Au Gabon où 53 000 personnes sont infectées, la riposte contre le VIH se poursuit (illustration). © LUCA SOLA

 

Aujourd’hui, 36,9 millions de personnes, dont 21,9 millions ont un traitement, vivent avec le VIH Sida dans le monde. Si les blouses blanches assurent que le taux de mortalité dû au Sida a considérablement baissé, notamment grâce à la mise des malades sous antirétroviraux, ils soulignent que ces antirétroviraux n’éliminent pas le virus, mais «permettent de vivre avec».

Grâce à la prise d’antirétroviraux, «le Sida s’est progressivement transformé en maladie chronique». Les recherches menées actuellement pourraient déboucher sur un vaccin. «Les grandes épidémies ne se terminent qu’avec un vaccin, quels que soient les progrès qu’on peut faire avant. On va passer probablement par un vaccin qui sera à moitié efficace dans un 1er temps», a déclaré, optimiste, Jean-François Delfraissy, professeur de médecine et spécialiste de la lutte contre le sida.

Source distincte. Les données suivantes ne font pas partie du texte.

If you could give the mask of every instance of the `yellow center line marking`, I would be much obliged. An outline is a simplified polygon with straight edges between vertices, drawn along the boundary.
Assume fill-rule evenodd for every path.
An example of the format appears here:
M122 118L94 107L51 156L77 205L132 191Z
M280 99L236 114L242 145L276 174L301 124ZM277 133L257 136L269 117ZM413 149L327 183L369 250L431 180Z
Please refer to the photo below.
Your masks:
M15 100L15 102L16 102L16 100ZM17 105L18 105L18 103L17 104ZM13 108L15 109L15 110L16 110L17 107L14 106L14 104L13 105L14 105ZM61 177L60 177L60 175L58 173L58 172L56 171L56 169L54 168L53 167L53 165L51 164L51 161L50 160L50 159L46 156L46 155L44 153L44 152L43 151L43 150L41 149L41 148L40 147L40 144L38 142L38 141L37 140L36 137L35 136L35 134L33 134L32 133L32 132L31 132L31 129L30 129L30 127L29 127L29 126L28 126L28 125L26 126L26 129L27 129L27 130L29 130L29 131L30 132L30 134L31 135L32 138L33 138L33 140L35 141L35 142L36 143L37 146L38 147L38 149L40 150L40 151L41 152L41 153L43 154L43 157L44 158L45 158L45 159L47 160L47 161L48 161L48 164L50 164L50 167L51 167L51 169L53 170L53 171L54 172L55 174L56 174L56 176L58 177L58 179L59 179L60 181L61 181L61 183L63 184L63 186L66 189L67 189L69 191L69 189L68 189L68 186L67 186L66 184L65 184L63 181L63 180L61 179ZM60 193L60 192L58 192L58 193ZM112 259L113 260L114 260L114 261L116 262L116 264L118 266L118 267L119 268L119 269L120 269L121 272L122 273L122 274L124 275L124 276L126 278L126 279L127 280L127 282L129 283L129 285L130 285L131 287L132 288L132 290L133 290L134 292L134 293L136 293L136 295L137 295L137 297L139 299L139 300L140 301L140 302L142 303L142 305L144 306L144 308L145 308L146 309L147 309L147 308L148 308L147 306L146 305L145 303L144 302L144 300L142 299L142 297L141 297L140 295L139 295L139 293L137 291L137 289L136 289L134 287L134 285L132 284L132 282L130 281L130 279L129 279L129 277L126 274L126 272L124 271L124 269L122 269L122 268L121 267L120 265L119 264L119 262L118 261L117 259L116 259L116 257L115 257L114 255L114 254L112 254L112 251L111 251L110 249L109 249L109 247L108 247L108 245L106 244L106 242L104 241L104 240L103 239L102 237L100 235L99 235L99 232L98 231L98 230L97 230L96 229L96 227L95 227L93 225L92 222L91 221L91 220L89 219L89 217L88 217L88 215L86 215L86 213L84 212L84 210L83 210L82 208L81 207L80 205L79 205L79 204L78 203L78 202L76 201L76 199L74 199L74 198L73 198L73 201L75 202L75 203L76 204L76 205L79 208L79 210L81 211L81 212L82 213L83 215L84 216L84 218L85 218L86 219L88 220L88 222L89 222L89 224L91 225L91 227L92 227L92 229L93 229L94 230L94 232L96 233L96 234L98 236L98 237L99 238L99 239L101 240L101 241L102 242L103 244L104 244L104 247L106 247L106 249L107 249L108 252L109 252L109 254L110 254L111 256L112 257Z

Des efforts contre la riposte qui pourraient faire sourire plus d’un. Au Gabon, a déclaré Denise Ongotha Aplogan, directeur général adjoint à la Direction de la prévention du Sida (DGPS), «le VIH Sida a diminué depuis plusieurs années». Dans les années 2000, a-t-elle laissé entendre, le taux de prévalence était de 8%. Selon l’enquête démographique et de santé (EDS) de 2012, la prévalence est descendue à 4,1%. «Nous avons toujours cette prévalence jusqu’à ce qu’on ait un nouveau résultat», a-t-elle fait savoir, tout en indiquant que la 3e EDS est en cours.

Concrètement ce sont 53 000 personnes qui vivent avec le VIH au Gabon. Parmi eux, 36 000 sont sous traitement antirétroviral. Au cours de l’année 2018, a-t-elle noté, 2 000 nouveaux cas ont été déclarés. Soit, une «diminution» par rapport aux années antérieures due, entre autres, à l’implication des organisations communautaires qui ont joué un rôle essentiel depuis le début de la maladie. «Elles ont fait au niveau de la sensibilisation un travail important pour le recul de la maladie. Le Gabon n’était pas un pays d’associations. Aujourd’hui c’est le cas, il y a beaucoup d’associations qui travaillent en collaboration avec les services du ministère de la Santé», a-t-elle déclaré.

Pendant que la lutte s’intensifie et que le pays brise progressivement le tabou autour du VIH, dans certaines familles, le Sida demeure un tabou, un secret qu’il ne faut absolument pas dévoiler. Une stratégie appropriée serait la bienvenue pour tordre le cou à cette attitude qui met en péril plusieurs vies.